Opinion AI basics | OpenAI’s latest AI models report high ‘hallucination’ rate: What does it mean, why is this significant?

Hallucination has been an issue with AI models from the start, and big AI companies and labs, in the initial years, repeatedly claimed that the problem would be resolved in the near future. However, it now seems that the issue is here to stay.

Other reports have shown that Chinese startup DeepSeek’s R-1 model has double-digit rises in hallucination rates compared with previous models from the company. (Representational image/Pixabay)

Alind Chauhan

New DelhiMay 15, 2025 11:30 AM IST First published on: May 15, 2025 at 11:00 AM IST

A technical report released by artificial intelligence (AI) research organisation OpenAI last month found that the company’s latest models — o3 and o4-mini — generate more errors than its older models. Computer scientists call the errors made by chatbots “hallucinations”.

The report revealed that o3 — OpenAI’s most powerful system — hallucinated 33% of the time when running its PersonQA benchmark test, which involves answering questions about public figures. The o4-mini hallucinated at 48%.

To make matters worse, OpenAI said it does not even know why these models are hallucinating more than their predecessors.

Here is a look at what AI hallucinations are, why they happen, and why the new report about OpenAI’s models is significant.

What are AI hallucinations?

When the term AI hallucinations began to be used to refer to errors made by chatbots, it had a very narrow definition. It was used to refer to those instances when AI models would give fabricated information as output. For instance, in June 2023, a lawyer in the United States admitted using ChatGPT to help write a court filing as the chatbot had added fake citations to the submission, which pointed to cases that never existed.

Today, hallucination has become a blanket term for various types of mistakes made by chatbots. This includes instances when the output is factually correct but not actually relevant to the question that was asked.

Why do AI hallucinations happen?

ChatGPT, o3, o4-mini, Gemini, Perplexity, Grok and many more are all examples of what are known as large language models (LLMs). These models essentially take in text inputs and generate synthesised outputs in the form of text.

LLMs are able to do this as they are built using massive amounts of digital text taken from the Internet. Simply put, computer scientists feed these models a lot of text, helping them identify patterns and relationships within that text, and predict text sequences and produce some output in response to a user’s input (known as a prompt).

Note that LLMs are always making a guess while giving an output. They do not know for sure what is true and what is not — these models cannot even fact-check their output against, let’s say, Wikipedia, like humans can.

LLMs “know what words are and they know which words predict which other words in the context of words. They know what kinds of words cluster together in what order. And that’s pretty much it. They don’t operate like you and me,” scientist Gary Marcus wrote on his Substack, Marcus on AI.

As a result, when an LLM is trained on, for example, inaccurate text, they give inaccurate outputs, thereby hallucinating.

However, even accurate text cannot stop LLMs from making mistakes. That’s because to generate new text (in response to a prompt), these models combine billions of patterns in unexpected ways. So, there is always a possibility that LLMs give fabricated information as output.

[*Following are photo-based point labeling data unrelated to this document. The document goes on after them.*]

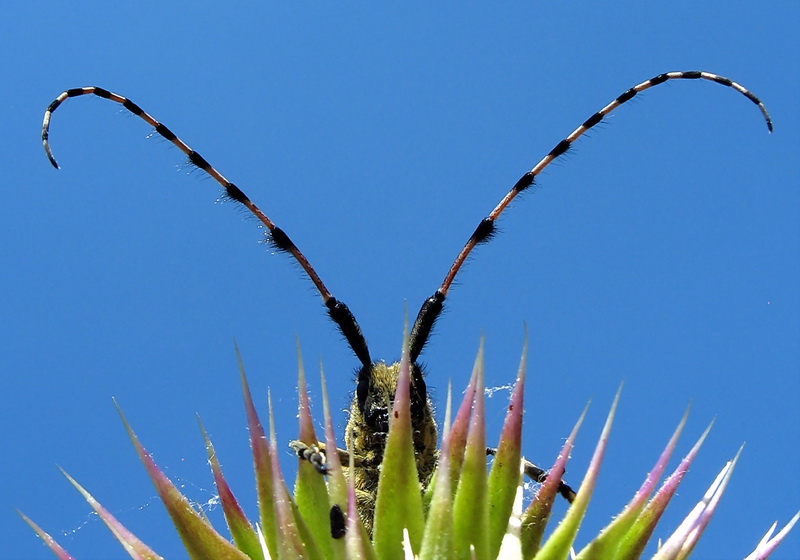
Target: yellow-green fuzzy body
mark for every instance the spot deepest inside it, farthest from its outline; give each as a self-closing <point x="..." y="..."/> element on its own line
<point x="367" y="444"/>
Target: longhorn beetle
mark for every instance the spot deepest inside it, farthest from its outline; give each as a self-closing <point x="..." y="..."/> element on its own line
<point x="368" y="423"/>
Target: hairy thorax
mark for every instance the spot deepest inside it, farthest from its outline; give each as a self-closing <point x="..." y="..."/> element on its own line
<point x="368" y="427"/>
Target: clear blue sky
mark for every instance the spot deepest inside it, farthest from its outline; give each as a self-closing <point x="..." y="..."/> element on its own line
<point x="663" y="252"/>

And as LLMs are trained on vast amounts of data, experts do not understand why they generate a particular sequence of text at a given moment.

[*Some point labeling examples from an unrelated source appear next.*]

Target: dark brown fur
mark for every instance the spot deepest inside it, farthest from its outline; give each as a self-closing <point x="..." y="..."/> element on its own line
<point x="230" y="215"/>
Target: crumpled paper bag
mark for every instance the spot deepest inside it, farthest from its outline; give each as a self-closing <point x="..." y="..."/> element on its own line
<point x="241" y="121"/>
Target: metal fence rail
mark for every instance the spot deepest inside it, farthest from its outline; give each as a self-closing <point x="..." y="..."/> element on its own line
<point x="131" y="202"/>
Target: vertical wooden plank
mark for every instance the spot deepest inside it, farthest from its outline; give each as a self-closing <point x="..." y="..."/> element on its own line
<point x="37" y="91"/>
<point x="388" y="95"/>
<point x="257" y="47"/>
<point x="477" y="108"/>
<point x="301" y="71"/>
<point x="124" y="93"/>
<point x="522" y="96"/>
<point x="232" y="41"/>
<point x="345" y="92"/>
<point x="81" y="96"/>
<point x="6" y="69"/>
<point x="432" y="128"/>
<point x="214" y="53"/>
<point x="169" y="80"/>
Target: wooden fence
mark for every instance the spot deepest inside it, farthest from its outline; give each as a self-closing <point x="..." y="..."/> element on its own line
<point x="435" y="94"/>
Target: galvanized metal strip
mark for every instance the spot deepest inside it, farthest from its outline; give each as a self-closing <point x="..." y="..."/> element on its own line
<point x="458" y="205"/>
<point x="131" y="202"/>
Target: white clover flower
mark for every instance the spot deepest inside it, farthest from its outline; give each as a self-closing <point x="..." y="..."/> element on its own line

Also in explained | What it means for AI models to ‘reason’, with OpenAI’s ‘smartest’ new o3 and o4-mini models launched

Why is OpenAI’s new report significant?

Hallucination has been an issue with AI models from the start, and big AI companies and labs, in the initial years, repeatedly claimed that the problem would be resolved in the near future. It did seem possible, as after they were first launched, models tended to hallucinate less with each update.

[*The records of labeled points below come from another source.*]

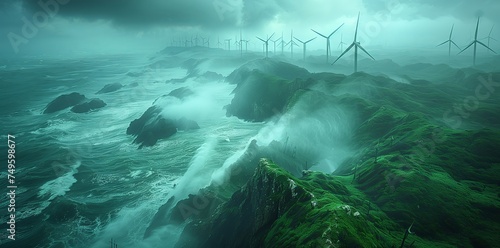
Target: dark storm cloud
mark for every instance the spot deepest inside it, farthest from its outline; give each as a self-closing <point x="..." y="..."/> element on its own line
<point x="133" y="13"/>
<point x="178" y="13"/>
<point x="459" y="9"/>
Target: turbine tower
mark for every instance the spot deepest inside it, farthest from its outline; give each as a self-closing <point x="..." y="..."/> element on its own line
<point x="274" y="42"/>
<point x="304" y="45"/>
<point x="475" y="42"/>
<point x="291" y="43"/>
<point x="449" y="41"/>
<point x="218" y="42"/>
<point x="266" y="43"/>
<point x="489" y="36"/>
<point x="328" y="49"/>
<point x="228" y="44"/>
<point x="356" y="45"/>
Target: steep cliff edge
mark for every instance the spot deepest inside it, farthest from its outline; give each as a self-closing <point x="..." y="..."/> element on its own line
<point x="275" y="209"/>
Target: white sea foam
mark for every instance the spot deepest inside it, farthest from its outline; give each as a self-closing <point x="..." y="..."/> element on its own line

However, after the release of the new report about OpenAI’s latest models, it has increasingly become clear that hallucination is here to stay. Also, the issue is not limited to just OpenAI. Other reports have shown that Chinese startup DeepSeek’s R-1 model has double-digit rises in hallucination rates compared with previous models from the company.

This means that the application of AI models has to be limited, at least for now. They cannot be used, for example, as a research assistant (as models create fake citations in research papers) or a paralegal-bot (because models give imaginary legal cases).

Computer scientists like Arvind Narayanan, who is a professor at Princeton University, think that, to some extent, hallucination is intrinsic to the way LLMs work, and as these models become more capable, people will use them for tougher tasks where the failure rate will be high.

In a 2024 interview, he told Time magazine, “There is always going to be a boundary between what people want to use them [LLMs] for, and what they can work reliably at… That is as much a sociological problem as it is a technical problem. And I do not think it has a clean technical solution.”